Enhanced microwave absorption properties of Zn-substituted SrW-type hexaferrite composites in the Ku-band

Abstract Enhanced microwave absorption properties were successfully achievable from SrFe2-xZnxFe16O27 (SrFe2-xZnxW; x = 0.0, 0.5, 1.0, and 2.0) hexaferrite filler-epoxy resin matrix composites. The composite samples were fabricated with the filler volume fractions (Vf) of 30, 50, 70, and 90%. Compared with fully Zn-substituted SrZn2W composite (x = 2.0), unsubstituted and partially Zn-substituted SrFe2-xZnxW (x = 0.0, 0.5, and 1.0) composites exhibited much higher real and imaginary parts of complex permittivity (er), which is attributable to higher electron hopping between Fe2+ and Fe3+ ions, and also slightly higher real and imaginary parts of complex permeability (μr) due to higher saturation magnetization (Ms).
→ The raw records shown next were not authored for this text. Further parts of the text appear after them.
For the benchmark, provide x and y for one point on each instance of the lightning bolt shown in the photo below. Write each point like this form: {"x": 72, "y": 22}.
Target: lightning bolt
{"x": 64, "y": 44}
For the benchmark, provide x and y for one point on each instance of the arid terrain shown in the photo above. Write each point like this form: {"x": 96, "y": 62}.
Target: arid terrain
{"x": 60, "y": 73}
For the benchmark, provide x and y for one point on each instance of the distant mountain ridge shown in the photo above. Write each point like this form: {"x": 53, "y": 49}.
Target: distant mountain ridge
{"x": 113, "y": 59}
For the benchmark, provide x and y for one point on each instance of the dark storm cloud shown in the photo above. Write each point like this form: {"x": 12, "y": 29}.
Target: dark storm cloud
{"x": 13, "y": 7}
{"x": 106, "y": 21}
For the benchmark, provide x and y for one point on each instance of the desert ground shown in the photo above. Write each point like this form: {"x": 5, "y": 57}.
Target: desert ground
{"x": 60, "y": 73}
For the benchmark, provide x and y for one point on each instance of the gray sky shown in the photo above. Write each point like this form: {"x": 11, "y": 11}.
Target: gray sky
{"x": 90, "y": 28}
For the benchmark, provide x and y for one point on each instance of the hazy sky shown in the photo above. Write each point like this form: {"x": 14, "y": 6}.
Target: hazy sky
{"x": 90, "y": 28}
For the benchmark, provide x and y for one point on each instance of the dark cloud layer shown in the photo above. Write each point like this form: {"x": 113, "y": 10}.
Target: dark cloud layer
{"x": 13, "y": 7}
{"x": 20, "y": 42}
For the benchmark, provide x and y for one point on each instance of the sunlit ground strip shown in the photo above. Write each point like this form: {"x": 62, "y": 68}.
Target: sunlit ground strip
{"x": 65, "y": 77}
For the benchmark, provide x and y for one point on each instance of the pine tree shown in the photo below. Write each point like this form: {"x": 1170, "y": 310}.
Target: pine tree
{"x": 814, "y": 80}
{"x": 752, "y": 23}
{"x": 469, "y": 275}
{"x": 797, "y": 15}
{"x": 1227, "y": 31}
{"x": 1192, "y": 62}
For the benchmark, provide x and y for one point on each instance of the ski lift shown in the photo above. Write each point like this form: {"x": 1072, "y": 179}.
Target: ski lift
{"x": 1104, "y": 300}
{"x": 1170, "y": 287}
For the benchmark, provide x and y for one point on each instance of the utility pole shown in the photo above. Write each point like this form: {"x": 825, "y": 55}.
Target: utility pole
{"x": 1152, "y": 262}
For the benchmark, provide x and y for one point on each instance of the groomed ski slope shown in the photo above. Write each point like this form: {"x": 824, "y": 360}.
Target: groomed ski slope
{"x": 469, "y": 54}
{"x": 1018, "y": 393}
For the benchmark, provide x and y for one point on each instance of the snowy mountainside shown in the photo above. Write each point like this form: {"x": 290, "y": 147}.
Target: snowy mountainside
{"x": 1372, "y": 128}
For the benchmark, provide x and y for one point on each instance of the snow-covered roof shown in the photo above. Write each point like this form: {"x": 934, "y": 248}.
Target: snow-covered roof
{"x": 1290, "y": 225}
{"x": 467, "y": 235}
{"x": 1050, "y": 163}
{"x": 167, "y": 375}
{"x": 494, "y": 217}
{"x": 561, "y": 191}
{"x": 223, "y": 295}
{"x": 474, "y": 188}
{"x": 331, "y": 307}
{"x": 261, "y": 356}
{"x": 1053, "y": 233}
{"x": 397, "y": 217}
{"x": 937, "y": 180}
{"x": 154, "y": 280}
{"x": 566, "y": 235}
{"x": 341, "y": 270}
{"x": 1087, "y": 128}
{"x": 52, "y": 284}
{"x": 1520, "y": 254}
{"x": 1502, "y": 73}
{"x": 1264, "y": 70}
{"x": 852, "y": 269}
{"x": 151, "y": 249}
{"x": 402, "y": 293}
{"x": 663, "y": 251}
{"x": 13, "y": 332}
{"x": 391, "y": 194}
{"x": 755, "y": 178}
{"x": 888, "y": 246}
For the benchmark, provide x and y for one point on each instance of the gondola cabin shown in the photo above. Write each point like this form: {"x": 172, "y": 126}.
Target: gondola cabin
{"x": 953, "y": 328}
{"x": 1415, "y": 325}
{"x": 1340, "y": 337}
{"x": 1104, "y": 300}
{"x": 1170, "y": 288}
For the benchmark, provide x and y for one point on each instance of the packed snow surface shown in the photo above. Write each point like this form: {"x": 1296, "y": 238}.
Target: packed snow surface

Among all samples, a 2.8 mm-thick SrFe1.5Zn0.5W (x = 0.5) composite with the Vf of 90% exhibited the most appropriate for application in the region of 3.4-3.8 GHz, having the minimum reflection loss (RLmin) of −46 dB at 3.6 GHz with the bandwidth of 0.43 GHz (3.38-3.81 GHz) below −10 dB, while a 2.15 mm-thick SrFeZnW (x = 1.0) composite with the Vf of 70% showed the most appropriate for application in the region of 5.9-7.1 GHz, possessing the RLmin value of −23.7 dB at 6.6 GHz with the bandwidth of 1.38 GHz (5.85-7.23 GHz) below −10 dB. Consequently, partially Zn-substituted SrW-type hexaferrites are very promising microwave absorbers for 5G mobile communications in the Ku band (0.5-18 GHz).